The proposal deadline for organizations vying to occupy the Clarke House is February 28th. If ABH wins approval, the project will be built out following plans drawn up by architect John Eifler. If not, ABH will find physical space elsewhere, using the funding to make a different building its home.
For those unfamiliar with artist books, the medium is one of creating one-of-a-kind books and limited editions of artist-designed books that may include handmade papers, creative typography, and original artwork, printed and bound by the artist into three-dimensional works. The art form also includes books that break boundaries— experimental expressions free of text, paper, or binding. Artist’s books may also be printed in larger editions, as political statements, or social commentary.
All put art in the hand, taking the reader on a tactile journey experienced page-by-page, coverto- cover.

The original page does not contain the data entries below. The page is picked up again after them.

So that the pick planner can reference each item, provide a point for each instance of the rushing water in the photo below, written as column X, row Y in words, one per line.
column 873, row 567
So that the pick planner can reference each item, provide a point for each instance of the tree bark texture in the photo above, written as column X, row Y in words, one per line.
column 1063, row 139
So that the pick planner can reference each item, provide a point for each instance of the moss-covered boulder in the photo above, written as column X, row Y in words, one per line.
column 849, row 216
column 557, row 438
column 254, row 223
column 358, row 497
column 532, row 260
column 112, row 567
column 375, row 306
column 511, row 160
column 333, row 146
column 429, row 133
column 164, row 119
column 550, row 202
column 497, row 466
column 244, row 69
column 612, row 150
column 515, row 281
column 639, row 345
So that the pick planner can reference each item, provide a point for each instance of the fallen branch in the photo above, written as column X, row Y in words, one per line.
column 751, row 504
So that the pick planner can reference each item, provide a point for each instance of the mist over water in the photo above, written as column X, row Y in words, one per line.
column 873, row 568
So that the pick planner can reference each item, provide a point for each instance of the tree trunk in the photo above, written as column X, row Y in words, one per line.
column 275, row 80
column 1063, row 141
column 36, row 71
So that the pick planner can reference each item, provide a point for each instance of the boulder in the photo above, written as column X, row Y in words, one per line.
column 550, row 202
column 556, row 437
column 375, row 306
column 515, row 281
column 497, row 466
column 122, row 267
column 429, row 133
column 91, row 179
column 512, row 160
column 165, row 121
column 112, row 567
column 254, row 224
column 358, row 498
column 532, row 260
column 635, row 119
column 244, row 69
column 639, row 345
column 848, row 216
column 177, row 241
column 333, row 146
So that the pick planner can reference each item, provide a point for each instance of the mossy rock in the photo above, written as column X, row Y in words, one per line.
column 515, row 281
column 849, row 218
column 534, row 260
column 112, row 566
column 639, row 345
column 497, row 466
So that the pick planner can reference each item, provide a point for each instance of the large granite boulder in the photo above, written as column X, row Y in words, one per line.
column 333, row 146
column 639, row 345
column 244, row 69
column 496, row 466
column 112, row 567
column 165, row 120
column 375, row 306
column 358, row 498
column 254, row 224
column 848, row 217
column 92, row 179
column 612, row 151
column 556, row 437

Niffenegger’s first experience of art books came when she was a young girl growing up in Evanston. “In the ’60s, the Evanston Public Library used to have boxes of artists’ books that had been donated to the children’s library, lined up along the windows,” she says. “I loved looking at them. The idea lodged in my brain that even I could make a book.”
So Niffenegger started doing just that, making tiny books filled with poems and drawings. She studied art at Evanston Township High School and at the Evanston Arts Center. Pursuing her art degree at the School of the Art Institute of Chicago, Niffenegger kept at it, working on a book project called The Adventuress. To make it, she created 68 etchings, learned bookbinding, and how to hand-set type and print with a letterpress—processes she found “incredibly exciting.”

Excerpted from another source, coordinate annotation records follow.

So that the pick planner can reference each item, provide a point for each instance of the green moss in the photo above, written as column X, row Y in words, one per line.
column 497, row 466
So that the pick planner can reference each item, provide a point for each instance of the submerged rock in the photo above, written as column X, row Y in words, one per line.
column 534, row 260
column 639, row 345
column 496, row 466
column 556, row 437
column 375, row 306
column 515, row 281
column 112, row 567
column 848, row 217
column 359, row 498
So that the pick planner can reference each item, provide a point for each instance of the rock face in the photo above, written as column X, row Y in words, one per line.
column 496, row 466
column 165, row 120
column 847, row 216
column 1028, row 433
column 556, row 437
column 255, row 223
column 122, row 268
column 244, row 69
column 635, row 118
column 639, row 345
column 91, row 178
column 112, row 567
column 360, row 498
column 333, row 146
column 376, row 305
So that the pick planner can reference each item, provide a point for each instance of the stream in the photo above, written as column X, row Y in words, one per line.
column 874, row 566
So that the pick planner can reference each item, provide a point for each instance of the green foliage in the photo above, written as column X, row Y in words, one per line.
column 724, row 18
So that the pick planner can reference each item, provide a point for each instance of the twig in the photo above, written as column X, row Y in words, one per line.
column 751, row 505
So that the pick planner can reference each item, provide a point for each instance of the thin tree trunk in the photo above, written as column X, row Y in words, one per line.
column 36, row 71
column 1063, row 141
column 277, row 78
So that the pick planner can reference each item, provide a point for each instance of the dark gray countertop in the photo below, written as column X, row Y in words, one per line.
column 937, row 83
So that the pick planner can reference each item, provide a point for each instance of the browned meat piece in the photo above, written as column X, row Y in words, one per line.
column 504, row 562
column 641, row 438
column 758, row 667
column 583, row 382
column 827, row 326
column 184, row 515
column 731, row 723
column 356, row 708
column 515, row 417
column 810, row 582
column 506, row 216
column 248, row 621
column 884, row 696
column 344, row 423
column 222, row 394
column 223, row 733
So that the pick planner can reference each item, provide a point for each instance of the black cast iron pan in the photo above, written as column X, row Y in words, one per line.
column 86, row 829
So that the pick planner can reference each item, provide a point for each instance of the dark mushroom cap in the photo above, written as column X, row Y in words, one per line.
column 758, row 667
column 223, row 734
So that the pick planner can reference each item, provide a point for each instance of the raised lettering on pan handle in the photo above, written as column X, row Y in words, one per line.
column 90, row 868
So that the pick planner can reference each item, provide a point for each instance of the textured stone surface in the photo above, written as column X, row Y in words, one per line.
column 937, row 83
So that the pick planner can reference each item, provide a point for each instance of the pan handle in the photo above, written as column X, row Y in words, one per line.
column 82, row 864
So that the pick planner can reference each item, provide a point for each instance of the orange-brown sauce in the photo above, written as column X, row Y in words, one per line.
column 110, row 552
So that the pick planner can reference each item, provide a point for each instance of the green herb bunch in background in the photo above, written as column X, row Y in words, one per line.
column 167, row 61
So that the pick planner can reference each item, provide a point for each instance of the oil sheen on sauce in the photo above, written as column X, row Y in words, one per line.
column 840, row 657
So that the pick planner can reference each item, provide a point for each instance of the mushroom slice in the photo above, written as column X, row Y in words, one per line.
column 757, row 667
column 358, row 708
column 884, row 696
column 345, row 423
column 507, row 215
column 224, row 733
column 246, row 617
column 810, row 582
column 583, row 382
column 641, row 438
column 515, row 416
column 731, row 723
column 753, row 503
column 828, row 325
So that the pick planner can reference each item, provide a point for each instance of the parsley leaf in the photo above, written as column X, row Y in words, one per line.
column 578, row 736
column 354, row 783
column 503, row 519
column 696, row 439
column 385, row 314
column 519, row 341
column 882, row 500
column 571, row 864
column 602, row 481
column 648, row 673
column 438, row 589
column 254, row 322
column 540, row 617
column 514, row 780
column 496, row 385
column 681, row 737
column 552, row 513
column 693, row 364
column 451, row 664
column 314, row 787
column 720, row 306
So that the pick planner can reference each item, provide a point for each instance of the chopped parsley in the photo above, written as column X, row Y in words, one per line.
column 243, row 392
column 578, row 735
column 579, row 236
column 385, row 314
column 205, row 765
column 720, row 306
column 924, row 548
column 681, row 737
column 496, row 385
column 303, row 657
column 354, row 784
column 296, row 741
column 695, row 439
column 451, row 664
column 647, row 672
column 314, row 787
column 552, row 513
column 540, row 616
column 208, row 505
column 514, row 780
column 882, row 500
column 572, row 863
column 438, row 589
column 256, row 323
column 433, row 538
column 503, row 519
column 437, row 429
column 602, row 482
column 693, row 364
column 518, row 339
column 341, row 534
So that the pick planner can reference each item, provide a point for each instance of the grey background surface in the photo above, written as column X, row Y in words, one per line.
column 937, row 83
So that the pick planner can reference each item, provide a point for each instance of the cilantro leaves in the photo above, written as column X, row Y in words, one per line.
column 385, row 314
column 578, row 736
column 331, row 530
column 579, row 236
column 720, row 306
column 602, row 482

She got an MFA at Northwestern and started a letterpress and etching studio, Greenwindow Printers, with two associates.
All of this eventually coalesced into something much bigger.
“There were lots of artists who met and brainstormed,” says Niffenegger, “until it was finally suggested, “‘Let’s start a big beautiful book arts center in Chicago where we can teach community classes.’”
The Center of Book and Paper Arts officially launched in 1994, first in a satellite facility on Wabash, and then in Columbia’s Ludington Building.
With the interdisciplinary program there now gone, the art community is working hard to make ABH a reality with the potential to take Midwest book arts to a new level.
“We always wanted the center we created to be for the community. Artists Book House is a rebirth of that initial vision,” says Niffenegger. “It’s a lovely thing, that has a lot of synchronicity. Not just classes, but space where the community can gather around collaborative events.”

ABOVE: “Clothilde, Horrified” (Aquatint, 1995, Audrey Niffenegger) LEFT: “Falling” (Ink and
Gouache on Amate paper, 2004, Audrey Niffenegger) PHOTOGRAPHY BY TK
“There are so many things I care about that have disappeared in the world lately,” she concludes. “The Artist Book House gives us the opportunity to start something in the face of that, that is truly good.”